Not so much anymore. And now that was his problem. He should probably find out where all the accounts were, but he didn’t have no idea where to start. There had been so much turnover in Fore-lessers. When had the last one with any organiz-

Mr. X.

Mr. X had been good in the saddle, and he’d had that cabin in the woods-Mr. D had gone there once or twice. Chances were good that if there was account information around, it would be there in some form or another.

Thing was, if his credit cards were failing, others’ were. Which meant slayers were probably foraging on their own for cash, stealing from humans or keeping stuff they’d looted.

Maybe when he got there, he’d luck out and find that the piggy bank was fulled up, just lost in the shuffle. But he had a feeling that weren’t going to be the case.

As rain started falling again, he propped open the farm-house ’s back screen door with his hip, unlocked the place, and went into the kitchen. He held his breath at the stench of the two bodies. The man and the woman, as they turned out to be, were still doing their best impression of gruesome throw rugs, but one good thing about being a lesser was you came with your own air freshener. Within moments he didn’t smell them at all.

As he put the bull’s-eye bags down on the counter, there was the oddest sound drifting around the house, a humming… like a lullaby.

“Master?” Either that or someone was playing Radio Disney.

He came around into the dining room and stopped dead.

The Omega was standing beside the ratty table, leaning over the naked body of a blond male vampire that was stretched out flat. The vampire had had its throat slashed right up close to the chin, but the injury had been stitched up, and not in an autopsy way. That was some pretty little threading right chere.

Was the thing alive or dead? He couldn’t tell-no, wait, that big chest was going up and down a little.

“He is so beautiful, is he not.” The Omega’s black translucent hand drifted over the male’s facial planes. “Blond as well. The mother was a blond. Hah! I was told I could not create. Not like her. But our father was wrong. Look at my son. Flesh of my flesh.”

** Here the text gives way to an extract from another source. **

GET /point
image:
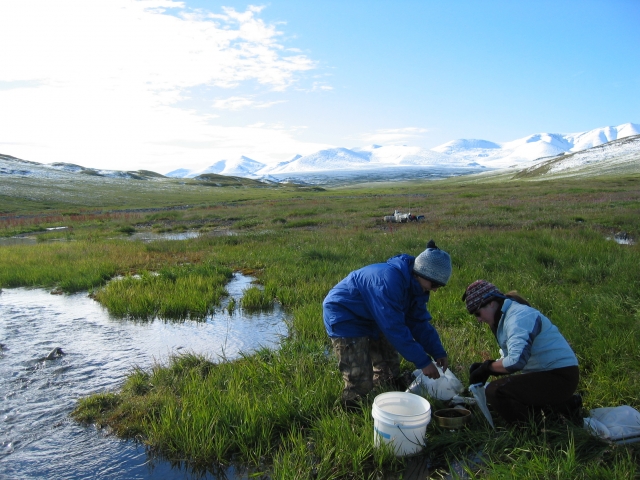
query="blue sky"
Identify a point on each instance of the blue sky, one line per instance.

Mr. D felt like he had to say something, kind of like he’d been presented with a baby for the praising. “He’s a good-looking one, yes, suh.”

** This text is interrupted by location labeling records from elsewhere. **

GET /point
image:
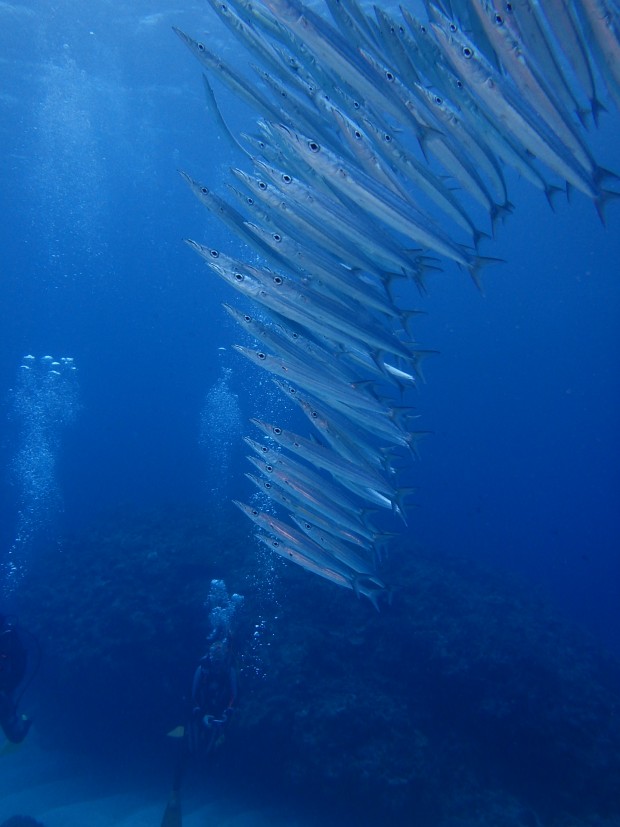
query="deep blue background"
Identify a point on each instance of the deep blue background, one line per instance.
(99, 107)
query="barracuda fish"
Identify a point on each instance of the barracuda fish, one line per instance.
(310, 551)
(286, 344)
(351, 557)
(338, 436)
(434, 140)
(388, 425)
(358, 535)
(298, 303)
(344, 394)
(560, 18)
(516, 116)
(531, 86)
(601, 23)
(320, 266)
(379, 202)
(332, 51)
(308, 496)
(523, 19)
(234, 82)
(328, 223)
(295, 476)
(359, 584)
(474, 147)
(344, 471)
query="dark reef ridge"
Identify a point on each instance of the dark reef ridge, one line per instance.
(465, 701)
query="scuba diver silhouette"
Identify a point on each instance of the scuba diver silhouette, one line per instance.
(213, 695)
(13, 666)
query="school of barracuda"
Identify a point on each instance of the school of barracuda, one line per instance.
(380, 150)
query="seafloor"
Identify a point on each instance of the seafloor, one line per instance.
(467, 701)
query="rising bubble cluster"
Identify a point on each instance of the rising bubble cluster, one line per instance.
(44, 401)
(220, 430)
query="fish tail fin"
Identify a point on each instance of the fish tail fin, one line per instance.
(478, 235)
(500, 212)
(551, 191)
(476, 264)
(416, 363)
(596, 107)
(601, 201)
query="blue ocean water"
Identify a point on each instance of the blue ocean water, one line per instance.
(100, 107)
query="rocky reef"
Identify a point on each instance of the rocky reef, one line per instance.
(463, 702)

“Do you have what I asked for?”

“Yes, suh.”

“Bring me the knives.”

When Mr. D came back in with the Target bags, the Omega put one hand over the male’s nose and another over its mouth. The vampire’s eyes popped open, but the thing was too weak to do more than paw at the Omega’s white robes.

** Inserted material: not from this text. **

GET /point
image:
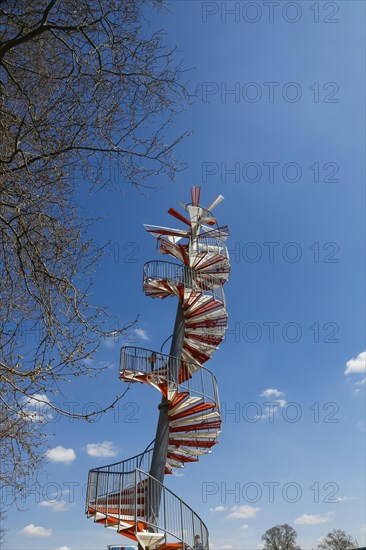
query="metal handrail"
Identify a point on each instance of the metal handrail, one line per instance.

“My son, do not fight,” the evil breathed with satisfaction. “The time for your second birth has arrived.”

The jerky struggling crescendoed until the vampire’s heels were banging on the table and its palms squeaked on the wood. It flopped about like a puppet, all flailing, uncoordinated limbs and useless panic. And then it was done and the male stared upward with blank eyes and a lax mouth.

As rain lashed the windows, the Omega swooped the white hood off his head and unclasped his robe. With an elegant toss, he cast the vestment from himself, sending the satin weight sailing across the room. The thing settled upright in the corner, as if draped over a mannequin.

The Omega stretched up, growing long and thin, rubber-man -ing it toward the cheapie chandelier that hung above the table. He grasped its chain at the point where it entered the ceiling, and with a quick yank pulled the fixture free and pitched it into the corner. Unlike the robe, it did not land neatly, but ended its useful life, if it hadn’t already, in a tangled heap of broken bulbs and twisted brass arms.

In its place, exposed wires hung like swamp vines from the stained ceiling, dangling over the vampire’s body.